The study calls for change – not only within Maine’s justice system – but the programs in place aimed at preventing the long-term impact of these broken relationships. It calls for more evidence-based community programming that supports families, prevents incarceration, and facilitates parent-child relationships when parents are behind bars.
"How do we not over-rely on law enforcement, how do we bring more resources into these complex social problems," Erica King said. King is the co-author of the study. "If we can do something in Maine to mitigate it we could get better outcomes for the children."
"This study is really just the start, there’s so much we can do to really support these kids," Jillian Foley said. Foley is the co-author of the study. "We are bringing light to this topic which is often forgotten."
The study resonates with Brianna Dube because she is part of its data. Dube was sentenced to prison back in 2019 on drug-related charges and was released last October. She said saying goodbye to her children was something she could never prepare for. She had to leave behind her three young children, including her newborn son.

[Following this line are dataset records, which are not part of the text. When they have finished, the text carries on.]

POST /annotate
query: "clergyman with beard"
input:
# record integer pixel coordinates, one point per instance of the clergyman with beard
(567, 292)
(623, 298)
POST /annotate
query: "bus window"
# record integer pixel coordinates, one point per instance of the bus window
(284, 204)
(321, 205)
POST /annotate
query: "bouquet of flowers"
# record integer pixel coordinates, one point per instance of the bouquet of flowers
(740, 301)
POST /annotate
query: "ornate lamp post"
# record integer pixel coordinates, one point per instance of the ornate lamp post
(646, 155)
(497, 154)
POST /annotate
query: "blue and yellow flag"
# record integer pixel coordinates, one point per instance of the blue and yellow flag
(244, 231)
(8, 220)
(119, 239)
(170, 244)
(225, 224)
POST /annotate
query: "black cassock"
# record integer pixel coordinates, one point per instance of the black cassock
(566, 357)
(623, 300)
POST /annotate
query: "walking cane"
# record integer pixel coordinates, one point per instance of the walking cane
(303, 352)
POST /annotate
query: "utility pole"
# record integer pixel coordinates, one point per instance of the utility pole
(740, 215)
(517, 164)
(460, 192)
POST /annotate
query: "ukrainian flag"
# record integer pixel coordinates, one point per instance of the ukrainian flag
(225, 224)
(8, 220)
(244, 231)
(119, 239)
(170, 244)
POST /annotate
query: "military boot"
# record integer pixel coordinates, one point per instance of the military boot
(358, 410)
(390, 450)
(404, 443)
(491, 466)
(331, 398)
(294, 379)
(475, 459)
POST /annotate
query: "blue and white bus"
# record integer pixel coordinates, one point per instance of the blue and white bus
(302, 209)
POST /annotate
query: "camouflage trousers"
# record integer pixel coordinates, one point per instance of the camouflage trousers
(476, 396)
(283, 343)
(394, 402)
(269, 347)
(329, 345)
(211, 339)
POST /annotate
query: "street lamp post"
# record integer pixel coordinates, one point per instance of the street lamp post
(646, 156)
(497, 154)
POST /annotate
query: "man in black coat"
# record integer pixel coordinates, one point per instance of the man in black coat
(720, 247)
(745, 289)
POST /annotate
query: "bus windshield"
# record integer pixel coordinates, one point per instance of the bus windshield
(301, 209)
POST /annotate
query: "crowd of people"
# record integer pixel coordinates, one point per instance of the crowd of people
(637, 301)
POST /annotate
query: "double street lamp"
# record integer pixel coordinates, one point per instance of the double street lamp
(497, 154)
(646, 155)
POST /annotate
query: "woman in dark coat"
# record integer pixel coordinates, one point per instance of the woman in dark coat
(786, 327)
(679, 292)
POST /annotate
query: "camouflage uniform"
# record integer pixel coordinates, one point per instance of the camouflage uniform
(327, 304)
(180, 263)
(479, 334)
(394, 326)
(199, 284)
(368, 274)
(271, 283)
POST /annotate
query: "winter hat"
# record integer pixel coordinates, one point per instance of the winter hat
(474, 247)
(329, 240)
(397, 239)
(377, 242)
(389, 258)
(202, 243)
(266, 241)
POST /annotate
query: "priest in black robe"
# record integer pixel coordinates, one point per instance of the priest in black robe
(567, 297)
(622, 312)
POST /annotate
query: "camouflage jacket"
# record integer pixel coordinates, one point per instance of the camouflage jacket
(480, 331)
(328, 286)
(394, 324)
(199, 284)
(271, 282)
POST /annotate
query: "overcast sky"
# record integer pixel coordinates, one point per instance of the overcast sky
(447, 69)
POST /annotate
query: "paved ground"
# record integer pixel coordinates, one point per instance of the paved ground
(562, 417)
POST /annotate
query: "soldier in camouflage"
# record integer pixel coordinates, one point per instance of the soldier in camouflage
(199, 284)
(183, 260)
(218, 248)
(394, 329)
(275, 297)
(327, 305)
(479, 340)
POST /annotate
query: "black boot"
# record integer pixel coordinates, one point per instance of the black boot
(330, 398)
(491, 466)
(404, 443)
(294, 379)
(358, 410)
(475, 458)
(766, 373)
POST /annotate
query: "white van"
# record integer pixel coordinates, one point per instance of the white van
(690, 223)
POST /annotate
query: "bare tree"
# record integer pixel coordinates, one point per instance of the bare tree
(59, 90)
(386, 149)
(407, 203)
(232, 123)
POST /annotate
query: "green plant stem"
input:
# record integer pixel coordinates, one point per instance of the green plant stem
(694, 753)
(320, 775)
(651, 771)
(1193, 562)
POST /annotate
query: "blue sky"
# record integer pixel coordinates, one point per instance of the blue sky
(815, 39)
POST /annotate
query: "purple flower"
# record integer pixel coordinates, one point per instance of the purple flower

"You feel like my life is over like that’s it, everything in your life stops," Dube said.
While serving her time, Dube helped create the S.O.A.R program. Or, Sucess, Opportunity, Academics, and Reentry. A program devoted to helping women pursue opportunities for higher education, expanding support systems, and encouraging successful reentry into Maine communities.
She said there are a number of programs offered to inmates but none of them aim to strengthen the relationship with their children while they are behind bars. Even though Dube has since been released, she would like to see that change. If anything, for the thousands of children across Maine who have one or both parents within one of Maine's prisons.
"These children did absolutely nothing wrong and they are the ones who cry at night because they don't have their parents," Dube said.